Despite our very encouraging segmentation results, a few aspects of our algorithms could be improved. These areas will be the focus of our future. First, we will make further modifications to the existing deep learning algorithm, which include slight optimization to the network architecture, and optimization of the loss function. Second, we will explore new network architectures that will result in better predictions and will reduce the risk of post-processing errors. Third, we will investigate and test additional data augmentation strategies, which include generating synthetic data. Fourth, we will work on improving the speed and accuracy of the post-processing algorithm. Furthermore, a possible improvement to our algorithm will be to predict the locations of cell boundaries using the CNN model, and therefore to eliminate or, at least, to reduce the number of post-processing steps. In one of our early experiments, we tried to define a cell boundary class using the cell-to-cell borders in the ground truth segmentation.
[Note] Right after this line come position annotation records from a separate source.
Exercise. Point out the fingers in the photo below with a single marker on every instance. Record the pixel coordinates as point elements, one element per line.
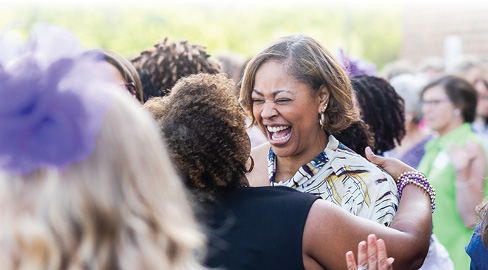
<point>350,261</point>
<point>362,254</point>
<point>372,255</point>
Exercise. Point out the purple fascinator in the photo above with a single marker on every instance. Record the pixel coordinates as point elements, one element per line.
<point>52,102</point>
<point>355,66</point>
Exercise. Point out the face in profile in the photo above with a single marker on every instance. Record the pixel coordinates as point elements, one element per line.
<point>437,108</point>
<point>286,110</point>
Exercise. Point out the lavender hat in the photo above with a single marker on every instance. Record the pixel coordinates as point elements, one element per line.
<point>52,101</point>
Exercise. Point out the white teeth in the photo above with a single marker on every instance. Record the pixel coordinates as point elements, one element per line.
<point>278,139</point>
<point>276,129</point>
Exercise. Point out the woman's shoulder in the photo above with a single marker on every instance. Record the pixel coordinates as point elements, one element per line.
<point>258,176</point>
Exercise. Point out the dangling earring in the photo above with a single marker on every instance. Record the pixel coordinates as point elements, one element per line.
<point>322,116</point>
<point>456,112</point>
<point>252,165</point>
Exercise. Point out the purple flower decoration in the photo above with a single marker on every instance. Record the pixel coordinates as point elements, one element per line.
<point>355,66</point>
<point>52,103</point>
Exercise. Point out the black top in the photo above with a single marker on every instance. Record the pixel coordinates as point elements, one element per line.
<point>258,228</point>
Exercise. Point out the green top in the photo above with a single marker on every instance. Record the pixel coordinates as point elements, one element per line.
<point>448,226</point>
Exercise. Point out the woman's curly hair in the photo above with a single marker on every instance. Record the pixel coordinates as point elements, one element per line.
<point>161,66</point>
<point>204,127</point>
<point>382,109</point>
<point>357,137</point>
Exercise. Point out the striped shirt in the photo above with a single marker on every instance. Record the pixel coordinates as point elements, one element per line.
<point>345,178</point>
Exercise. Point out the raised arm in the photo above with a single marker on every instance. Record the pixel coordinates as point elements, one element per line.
<point>330,232</point>
<point>470,166</point>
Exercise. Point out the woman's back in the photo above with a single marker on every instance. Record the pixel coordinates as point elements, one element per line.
<point>264,224</point>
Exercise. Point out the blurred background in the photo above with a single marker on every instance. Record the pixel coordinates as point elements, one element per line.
<point>377,31</point>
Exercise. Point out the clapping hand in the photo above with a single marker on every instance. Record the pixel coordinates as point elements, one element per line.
<point>371,255</point>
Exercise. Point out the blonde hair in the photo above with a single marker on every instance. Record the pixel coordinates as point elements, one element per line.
<point>123,207</point>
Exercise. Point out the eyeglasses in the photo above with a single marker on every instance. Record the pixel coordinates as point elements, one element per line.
<point>131,87</point>
<point>434,102</point>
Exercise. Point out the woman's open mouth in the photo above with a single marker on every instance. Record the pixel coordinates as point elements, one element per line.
<point>278,134</point>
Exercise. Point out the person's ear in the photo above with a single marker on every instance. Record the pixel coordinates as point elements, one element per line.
<point>324,98</point>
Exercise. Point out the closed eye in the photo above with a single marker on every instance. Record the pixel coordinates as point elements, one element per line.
<point>282,100</point>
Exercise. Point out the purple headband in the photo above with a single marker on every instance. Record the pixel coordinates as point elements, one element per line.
<point>355,66</point>
<point>52,102</point>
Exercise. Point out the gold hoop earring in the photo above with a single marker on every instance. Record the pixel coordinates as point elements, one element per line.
<point>322,116</point>
<point>252,165</point>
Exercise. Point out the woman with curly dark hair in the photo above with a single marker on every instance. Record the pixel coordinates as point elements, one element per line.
<point>271,227</point>
<point>299,95</point>
<point>382,109</point>
<point>160,66</point>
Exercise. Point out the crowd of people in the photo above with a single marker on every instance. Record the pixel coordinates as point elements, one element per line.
<point>176,159</point>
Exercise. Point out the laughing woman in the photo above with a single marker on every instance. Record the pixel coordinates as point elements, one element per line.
<point>298,94</point>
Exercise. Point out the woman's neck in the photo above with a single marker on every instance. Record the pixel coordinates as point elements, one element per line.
<point>455,123</point>
<point>286,167</point>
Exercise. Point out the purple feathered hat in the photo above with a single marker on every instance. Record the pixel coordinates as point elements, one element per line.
<point>52,101</point>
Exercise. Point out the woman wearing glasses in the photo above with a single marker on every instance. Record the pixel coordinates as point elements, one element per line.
<point>454,162</point>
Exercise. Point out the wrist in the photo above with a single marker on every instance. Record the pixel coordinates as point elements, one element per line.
<point>418,179</point>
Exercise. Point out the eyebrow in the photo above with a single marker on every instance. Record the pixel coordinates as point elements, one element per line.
<point>274,93</point>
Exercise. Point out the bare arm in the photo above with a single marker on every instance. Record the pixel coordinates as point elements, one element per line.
<point>330,231</point>
<point>470,165</point>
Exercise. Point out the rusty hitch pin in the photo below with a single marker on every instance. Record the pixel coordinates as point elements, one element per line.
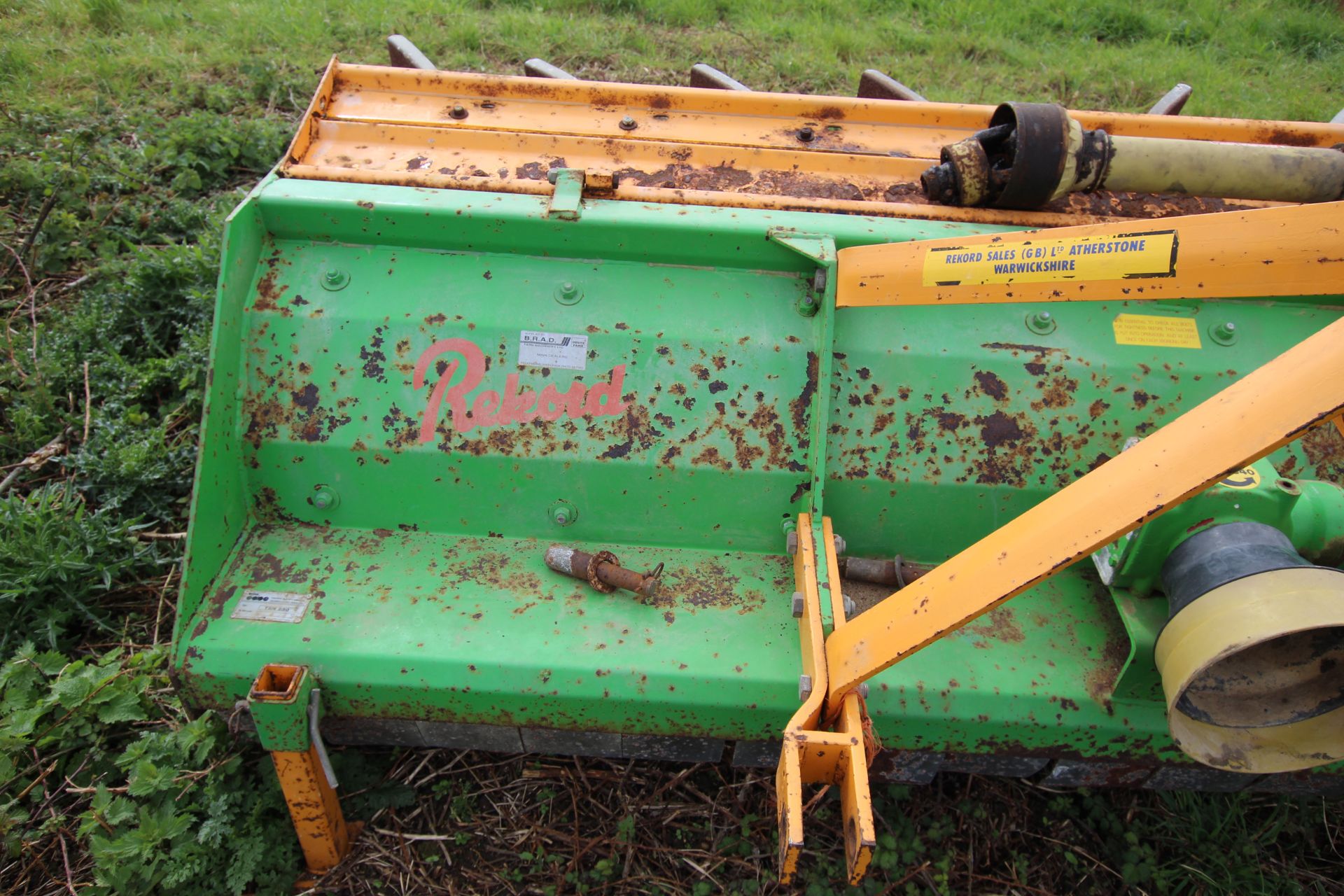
<point>603,571</point>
Unfortunately, that resulted with poor prediction of the cell boundaries. That poor performance could be attributed to the imperfect nature of our ground truth segmentation results. In future work, we may investigate adding higher weights in the loss function on pixels close to the cell boundaries.

Conclusions

We presented an algorithm for 2-D cell segmentation in microscopy images using a single channel/marker. Given the significant variability in cell appearance that resulted from using different stains and different cell types, achieving robust cell segmentation results via traditional image analysis or machine learning approaches may require carefully engineered/handcrafted image features that capture intensity and morphological properties of the cells. To overcome this limitation, we trained a deep convolutional neural network (CNN) that uses a cascade of layers of non-linear processing units for feature extraction and transformation to form a hierarchy from low-level to high-level features. The deep CNN was then used to predict locations of cells and nuclei in test images. Our deep learning prediction was followed with a few post-processing steps to help generate the final cell segmentation mask. Given the accuracy of our predictions, we relied on traditional image analysis techniques for post-processing such as LoG blob detection and watershed transforms since they were efficient, computationally attractive and produced sufficiently good results. Our segmentation results were assessed both qualitatively (by an expert) and quantitatively. The quantitative assessment was performed by computing a similarity measure between each segmented image and the corresponding semi-automated ground truth segmentation and/or the automated two-channel segmentation. In general, the accuracies are slightly higher when comparing our results to the semi-automated ground truth than to the automated two-channel segmentation. That is expected because the automatic two-step segmentation algorithm had errors that were manually corrected in the semi-automated ground truth segmentation. Our proposed algorithm did not reproduce some of those errors and therefore, it was closer to the semi-automated ground truth segmentation. Both the qualitative and quantitative results showed that we could use a single channel (cell marker) to obtain a segmentation that is comparable to that obtained when using two-channels (i.e. with the addition of a nuclear channel).